On Wednesday, 8 May 2013 at 16:14:05 UTC, H. S. Teoh wrote:
Does it make sense to have a common interface between, say, directed and non-directed graphs? That is, are there algorithms that can operate on both, or do most of the interesting algorithms only work on one or the
other? I'm just wondering if it's worth the trouble of doing
compile-time (or runtime) checks if we could just have two unrelated
graph types.

I suggest building the graphs as structs with policy based design, possibly having separate policies for how the graphs are stored in memory, possibly not. So the basic graph structure would be like this.

// Struct so stack allocation becomes possible later.
struct GraphImplementation(GraphPolicy)
if (isGraphPolicy!GraphPolicy){
    GraphPolicy graphPolicy = GraphPolicy();
}

The graph policies could look like this.

struct DigraphPolicy(Node, Weight) {
// This could be the first naive policy to get the ball rolling. // unit test to verify a few basic algorithms first, optimise later.
    Weight[Node][Node] edgeMap;

    ...
}

The policies can then offer methods for accessing and mutating the graphs. So that would be stuff like bool addNode(Node), bool removeNode(Node), bool addEdge(Node, Node), NodeRange!Node neighbors(Node), etc. All of the internals of GraphImplementation could then access the very basic things through these methods, and then expose a few to the users by wrapping/aliasing the functions. Perhaps encapsluation + alias this is the way to go here.

{
... alias graphPolicy this; // Now we expose addNode(Node), etc.
}

Then for your final trick, you could throw in a few templates to bring it all together.

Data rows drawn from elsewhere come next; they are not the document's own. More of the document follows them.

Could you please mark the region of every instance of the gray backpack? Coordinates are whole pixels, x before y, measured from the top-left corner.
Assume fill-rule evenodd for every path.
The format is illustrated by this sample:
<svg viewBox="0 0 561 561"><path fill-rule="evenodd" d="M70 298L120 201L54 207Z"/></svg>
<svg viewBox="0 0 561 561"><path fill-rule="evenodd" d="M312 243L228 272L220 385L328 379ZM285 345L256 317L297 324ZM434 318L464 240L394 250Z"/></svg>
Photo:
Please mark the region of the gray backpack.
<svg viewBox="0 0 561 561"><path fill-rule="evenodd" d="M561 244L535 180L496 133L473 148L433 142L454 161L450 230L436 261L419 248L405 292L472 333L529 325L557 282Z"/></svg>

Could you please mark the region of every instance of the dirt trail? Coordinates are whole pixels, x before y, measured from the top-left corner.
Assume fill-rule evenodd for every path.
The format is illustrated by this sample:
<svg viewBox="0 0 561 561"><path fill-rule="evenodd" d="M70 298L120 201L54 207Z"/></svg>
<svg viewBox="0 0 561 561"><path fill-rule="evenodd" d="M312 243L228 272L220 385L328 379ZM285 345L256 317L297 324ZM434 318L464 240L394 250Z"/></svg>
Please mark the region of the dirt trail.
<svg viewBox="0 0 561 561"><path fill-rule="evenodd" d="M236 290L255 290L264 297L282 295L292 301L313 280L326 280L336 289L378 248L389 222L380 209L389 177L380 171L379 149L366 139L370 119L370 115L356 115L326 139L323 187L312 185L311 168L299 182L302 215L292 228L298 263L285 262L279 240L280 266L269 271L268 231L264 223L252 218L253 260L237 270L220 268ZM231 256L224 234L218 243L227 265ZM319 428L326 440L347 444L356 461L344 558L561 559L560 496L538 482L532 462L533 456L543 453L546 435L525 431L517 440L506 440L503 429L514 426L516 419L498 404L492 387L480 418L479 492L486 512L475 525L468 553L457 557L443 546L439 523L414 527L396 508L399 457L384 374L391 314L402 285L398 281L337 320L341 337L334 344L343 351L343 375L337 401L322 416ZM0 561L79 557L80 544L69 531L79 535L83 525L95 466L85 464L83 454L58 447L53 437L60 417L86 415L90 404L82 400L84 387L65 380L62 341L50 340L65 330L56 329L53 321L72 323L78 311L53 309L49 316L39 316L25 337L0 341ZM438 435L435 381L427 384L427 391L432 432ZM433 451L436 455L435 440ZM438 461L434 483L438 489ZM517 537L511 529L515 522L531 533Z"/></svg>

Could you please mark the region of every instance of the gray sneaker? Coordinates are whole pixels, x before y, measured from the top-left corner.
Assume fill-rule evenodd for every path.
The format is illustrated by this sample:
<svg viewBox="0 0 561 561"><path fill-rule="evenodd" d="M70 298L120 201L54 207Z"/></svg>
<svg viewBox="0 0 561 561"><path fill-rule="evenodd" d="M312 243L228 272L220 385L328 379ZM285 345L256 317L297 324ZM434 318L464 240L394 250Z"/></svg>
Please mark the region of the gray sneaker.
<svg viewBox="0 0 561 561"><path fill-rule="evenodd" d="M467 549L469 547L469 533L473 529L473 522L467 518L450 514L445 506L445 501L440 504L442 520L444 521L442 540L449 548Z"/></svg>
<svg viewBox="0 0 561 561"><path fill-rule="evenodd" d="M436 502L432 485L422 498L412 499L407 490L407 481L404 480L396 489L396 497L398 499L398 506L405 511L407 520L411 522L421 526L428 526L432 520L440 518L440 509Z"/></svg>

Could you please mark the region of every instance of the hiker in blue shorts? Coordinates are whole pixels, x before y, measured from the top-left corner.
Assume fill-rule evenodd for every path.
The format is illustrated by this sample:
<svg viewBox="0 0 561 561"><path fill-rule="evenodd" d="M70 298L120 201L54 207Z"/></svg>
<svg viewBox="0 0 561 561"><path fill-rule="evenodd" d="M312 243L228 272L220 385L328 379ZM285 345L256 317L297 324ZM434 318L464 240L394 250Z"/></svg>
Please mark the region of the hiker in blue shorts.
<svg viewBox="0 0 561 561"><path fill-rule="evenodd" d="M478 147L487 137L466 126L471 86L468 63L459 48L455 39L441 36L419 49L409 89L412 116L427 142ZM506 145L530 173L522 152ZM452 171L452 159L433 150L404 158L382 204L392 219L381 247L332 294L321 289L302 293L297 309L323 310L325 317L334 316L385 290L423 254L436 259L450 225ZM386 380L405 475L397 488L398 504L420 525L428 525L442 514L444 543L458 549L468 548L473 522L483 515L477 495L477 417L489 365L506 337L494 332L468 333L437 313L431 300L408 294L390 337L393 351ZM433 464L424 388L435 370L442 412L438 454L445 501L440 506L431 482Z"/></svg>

template isGraphPolicy(T) { ... }
template isSomeGraph(T) { ... }
template NodeType(SomeGraph) { ... }
template EdgeType(SomeGraph) { ... }

Most importantly...

template Digraph(Node, Weight = int) {
auto Digraph = GraphImplementation!(DigraphPolicy!(Node, Weight));
}

Then we are back to basics:

auto graph = Digraph!char;
graph.addEdge('a', 'b'); // bla, bla, bla

I think doing things in this way makes it easy to get the ball rolling, but also easy to add in optimisations later. ("Aha, this is an undirected graph, I can assume this... static if") I think the most important thing is to get the graph basics right, then to worry about how storage works, etc. later.